Figure 1.. Schematic of alternate responses to anemia.

Left, steady state erythropoiesis is increased by increased levels of erythropoietin (Epo). Right, Inflammation compromises steady state erythropoiesis, which leads to activation of the BMP4 dependent stress erythropoiesis pathway. MPP-multipotential progenitors, CMP- common myeloid progenitor, MEP-megakaryocyte erythroid progenitor, GMP- granulocyte macrophage progenitor, BFU-e- burst-forming units- erythroid, CFU-E- colony forming units-erythroid. The megakaryocyte pathway is not shown in order to simplify the diagram.

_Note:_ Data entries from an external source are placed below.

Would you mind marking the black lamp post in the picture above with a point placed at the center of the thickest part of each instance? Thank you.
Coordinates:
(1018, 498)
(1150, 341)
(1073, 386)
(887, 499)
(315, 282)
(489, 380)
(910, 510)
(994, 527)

Figure 2.. Model of BMP4 dependent stress erythropoiesis.

A. Schematic of the four steps from migration of ST-HSCs into the spleen until terminal differentiation. After specification, the status of Epo receptor expression in the SEPs is indicated. Cell surface markers that identify the populations of SEPs are shown. KSL stands for Kit+Sca1+Lineage negative. The signals known to participate at each stage are indicated below. B. Schematic of the development of the stress erythropoiesis niche in the spleen.